Élevé avec la lecture de Superman et autres super héros de BD, nourri de mangas, Frank Miller fut également durablement marqué dans son enfance par la vision du film Les 300 Spartiates (The 300 Spartans, par Rudolph Maté, 1962). Comment l'esthétique propre à Frank Miller, mêlant références à la statuaire grecque et à la technique des mangas, rend-elle compte d'un épisode historique ?
Notre intention ici n'est pas de reprocher à Frank Miller les libertés qu'il prend avec l'Histoire, un créateur ayant tous les droits, et l'œuvre étant présentée comme "une pure fiction", avec des qualités artistiques certaines ; mais il s'agit de voir comment fonctionne un imaginaire foisonnant par rapport à un matériau donné, ici les Spartiates et la bataille des Thermopyles de 480 av. JC.

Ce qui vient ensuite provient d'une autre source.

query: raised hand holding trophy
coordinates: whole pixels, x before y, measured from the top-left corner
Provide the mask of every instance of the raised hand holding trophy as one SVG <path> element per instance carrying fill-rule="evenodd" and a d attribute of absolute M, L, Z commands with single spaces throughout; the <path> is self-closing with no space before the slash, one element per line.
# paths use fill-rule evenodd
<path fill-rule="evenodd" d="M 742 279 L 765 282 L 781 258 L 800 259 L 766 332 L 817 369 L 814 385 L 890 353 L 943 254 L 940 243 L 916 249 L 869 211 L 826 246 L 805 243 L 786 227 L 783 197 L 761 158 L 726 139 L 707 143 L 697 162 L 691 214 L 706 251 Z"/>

Les institutions spartiates : la Sparte antique avait deux rois, contrôlés par des magistrats, les éphores, et un conseil, la gérousie. Surprise, ici, un seul roi, et les éphores sont devenus des prêtres cupides ("débris moisis et pourrissants d'une tradition absurde et stupide") à la solde des Perses, que Léonidas, héros de la raison, rencontre au sommet d'un piton rocheux sur lequel est bâti un temple circulaire (genre tholos de Delphes).
Lycurgue : le législateur légendaire est bien celui à qui les Anciens imputaient les institutions et la gloire de Sparte. Dire qu'il n'a pu défier une tradition stupide, c'est oublier que c'est la figure la plus traditionnelle et la plus conservatrice léguée par l'Antiquité.
L'éducation spartiate : on n'y échappe pas, l'éducation transforme les garçons en Spartiates, plus que des hommes. Léonidas enfant a tué, au cours de son initiation un loup. Il puise dans cet épisode sa force et sa destinée. Toutes les années écoulées depuis ne sont qu'une ligne droite menant au combat contre 'autre bête, la barbarie orientale, aux Thermopyles.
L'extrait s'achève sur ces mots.